La schermata "lotteria" con la presentazione dei browser in ordine casuale
Microsoft ha infatti suggerito ai suoi utenti di installare il programma
EMET 3.0 (Exploit Mitigation Experience Toolkit) e contemporaneamente di settare sull’opzione “alto” il livello di sicurezza del browser e di attivare gli avvisi di esecuzione di script. EMET è uno strumento rivolto all’utente avanzato, tipicamente al professionista IT aziendale, e che integra tecnologie anti-exploit come l’Aslr (address space layout randomization) e il Dep (data execution prevention) per applicazioni specifiche.
In attesa del rilascio di una vera e propria patch – che potrebbe arrivare forse il prossimo Patch Tuesday di Microsoft, il 9 ottobre – ieri il
BSI, l’agenzia tedesca per la cybersecurity, ha sottolineato che “gli hacker stanno già sfruttando la vulnerabilità ancora non riparata” e che “il codice di attacco è a disposizione su Internet”.
In una nota diffusa da
F-Secure, anche Mikko Hypponen, responsabile dei Laboratori di Ricerca della società di sicurezza, sottolinea: “Sappiamo che questa vulnerabilità è stata usata dai criminali. L’unica strada sicura per utilizzare Internet ora è cambiare il vostro browser”. Un passaggio facile e indolore per l’utente comune ma non per molte aziende, che quotidianamente usano Explorer con plugin proprietari per svolgere attività disparate.

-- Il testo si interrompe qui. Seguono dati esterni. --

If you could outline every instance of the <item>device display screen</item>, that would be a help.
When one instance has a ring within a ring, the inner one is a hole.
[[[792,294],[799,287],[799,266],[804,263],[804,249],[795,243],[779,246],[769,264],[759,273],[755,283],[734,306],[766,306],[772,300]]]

Altre brutte notizie per la multinazionale di Redmond le riserva l’antitrust europeo, che ha riacceso la discussione sul
“ballot screen” e la presunta non neutralità di Windows nel proporre all’utente la scelta del browser predefinito. Secondo fonti riservate citate da
Bloomberg, l’Unione Europea starebbe preparando una nuova lamentela formale nei confronti di Microsoft. Solo pochi giorni fa Joaquin Almunia, responsabile della Commissione Antitrust, aveva dichiarato di
aver ricevuto rassicurazioni da Steve Ballmer in persona circa la presenza del ballot screen nella versione 8 del sistema operativo.

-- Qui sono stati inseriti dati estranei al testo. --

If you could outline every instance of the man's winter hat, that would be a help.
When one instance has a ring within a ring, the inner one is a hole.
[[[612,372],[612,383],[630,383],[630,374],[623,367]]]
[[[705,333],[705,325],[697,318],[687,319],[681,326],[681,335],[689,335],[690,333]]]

I problemi riguardano però soprattutto Windows 7, colpevole dell’assenza della schermata di scelta. Un “errore tecnico” per cui Microsoft ha già fatto pubblica ammenda. Per l’inchiesta già in corso, aperta a luglio in seguito alle denunce di Google e Mozilla, il colosso di Redmond potrebbe essere costretto a pagare una multa massima del 10% del suo fatturato annuo, ovvero fino a 5,7 miliardi di euro. Le fonti riservate di Bloomberg non hanno rivelato nulla su entità e tempistiche della ventilata nuova querela.